The problem is that anyChar*
parses a List[String]
(where in this case each string is a single character), and the result of calling toString
on a list of strings is "List(...)"
, not the string you'd get by concatenating the contents. In addition, the case text =>
pattern is matching on the entire letter ~ (anyChar*)
, not just the anyChar*
part.
It's possible to address both of these issues pretty straightforwardly:
case class Model(name: String) {
override def toString : String = "[model " + name + "]"
}
import scala.util.parsing.combinator._
object ModelParser extends RegexParsers {
def model: Parser[Model] = "[model" ~> "[name" ~> name <~ "]]" ^^ (Model(_))

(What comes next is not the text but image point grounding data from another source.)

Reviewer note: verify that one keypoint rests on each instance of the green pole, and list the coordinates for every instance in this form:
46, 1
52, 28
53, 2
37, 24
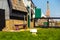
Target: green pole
28, 21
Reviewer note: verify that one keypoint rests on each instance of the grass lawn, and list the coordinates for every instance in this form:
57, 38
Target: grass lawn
42, 34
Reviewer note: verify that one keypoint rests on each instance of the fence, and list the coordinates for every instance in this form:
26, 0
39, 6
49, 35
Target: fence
52, 22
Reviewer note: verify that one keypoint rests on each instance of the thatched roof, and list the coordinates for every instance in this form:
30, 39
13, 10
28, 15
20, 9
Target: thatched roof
18, 5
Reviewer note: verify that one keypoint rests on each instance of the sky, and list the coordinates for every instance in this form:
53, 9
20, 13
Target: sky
54, 6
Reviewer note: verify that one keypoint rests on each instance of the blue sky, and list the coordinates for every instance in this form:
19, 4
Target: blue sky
54, 6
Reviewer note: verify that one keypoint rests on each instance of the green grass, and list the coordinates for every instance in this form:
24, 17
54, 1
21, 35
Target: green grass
42, 34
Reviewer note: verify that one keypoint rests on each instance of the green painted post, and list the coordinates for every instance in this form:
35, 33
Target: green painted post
28, 16
37, 13
28, 21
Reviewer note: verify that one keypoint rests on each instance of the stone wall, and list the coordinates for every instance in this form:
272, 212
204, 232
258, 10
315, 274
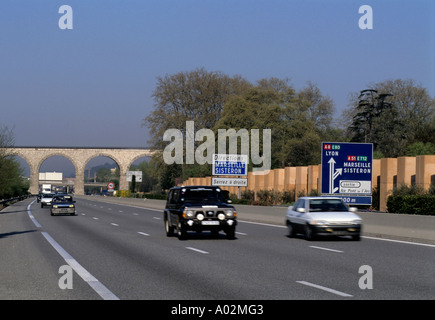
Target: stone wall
387, 174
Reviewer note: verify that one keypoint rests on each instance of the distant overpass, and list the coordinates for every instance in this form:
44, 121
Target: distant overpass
79, 157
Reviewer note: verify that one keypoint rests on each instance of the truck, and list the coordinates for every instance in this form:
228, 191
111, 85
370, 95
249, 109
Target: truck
46, 188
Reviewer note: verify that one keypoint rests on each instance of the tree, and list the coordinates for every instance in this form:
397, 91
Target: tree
392, 115
197, 96
11, 182
298, 120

def name: Parser[String] = letter ~ (anyChar*) ^^ {
case first ~ rest => (first :: rest).mkString
}
def anyChar = letter | digit | "_".r | "-".r
def letter = """[a-zA-Z]""".r
def digit = """\d""".r
}
We just append the first character string to the list of the rest, and then call mkString
on the entire list, which will concatenate the contents. This works as expected:
scala> ModelParser.parseAll(ModelParser.model, "[model [name helloWorld]]")
res0: ModelParser.ParseResult[Model] = [1.26] parsed: [model helloWorld]

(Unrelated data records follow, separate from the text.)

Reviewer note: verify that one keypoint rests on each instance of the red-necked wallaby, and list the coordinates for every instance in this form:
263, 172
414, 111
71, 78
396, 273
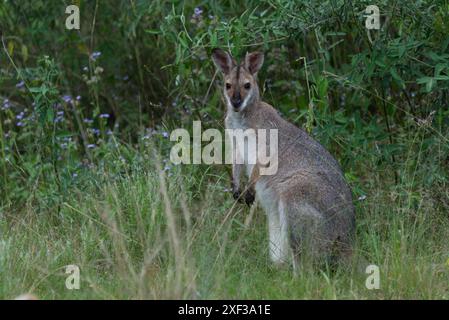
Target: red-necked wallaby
307, 202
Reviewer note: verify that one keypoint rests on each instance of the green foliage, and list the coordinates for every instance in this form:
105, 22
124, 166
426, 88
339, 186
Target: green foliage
83, 115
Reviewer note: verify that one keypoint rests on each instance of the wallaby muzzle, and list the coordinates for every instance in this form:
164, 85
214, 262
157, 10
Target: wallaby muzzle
236, 101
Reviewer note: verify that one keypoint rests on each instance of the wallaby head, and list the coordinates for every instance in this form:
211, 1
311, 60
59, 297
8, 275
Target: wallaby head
240, 79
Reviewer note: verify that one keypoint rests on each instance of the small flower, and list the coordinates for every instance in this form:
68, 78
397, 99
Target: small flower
67, 98
6, 104
94, 56
198, 11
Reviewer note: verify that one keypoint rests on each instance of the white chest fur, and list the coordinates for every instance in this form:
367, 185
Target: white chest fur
246, 152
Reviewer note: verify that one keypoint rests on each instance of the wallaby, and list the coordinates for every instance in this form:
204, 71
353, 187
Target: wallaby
308, 203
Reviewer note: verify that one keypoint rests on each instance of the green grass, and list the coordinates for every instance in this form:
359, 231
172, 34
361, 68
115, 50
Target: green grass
377, 100
134, 237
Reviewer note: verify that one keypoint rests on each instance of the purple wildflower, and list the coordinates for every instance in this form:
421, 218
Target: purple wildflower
67, 98
198, 11
20, 116
6, 104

As you note, it would be possible (and possibly clearer and more performant) to let the regular expressions do more of the work:
object ModelParser extends RegexParsers {
def model: Parser[Model] = "[model" ~> "[name" ~> name <~ "]]" ^^ (Model(_))
def name: Parser[String] = """[a-zA-Z\d_-]+""".r
}
This example also illustrates the way that the parsing combinator library uses implicit conversions to cut down on some of the verbosity of writing parsers. As you say, def hello = "hello"
defines a string, and "[a-zA-Z]+".r
defines a Regex
(via the r
method on StringOps
), but either can be used as a parser because RegexParsers
defines implicit conversions from String
(this one's named literal
) and Regex
(regex
) to Parser[String]
.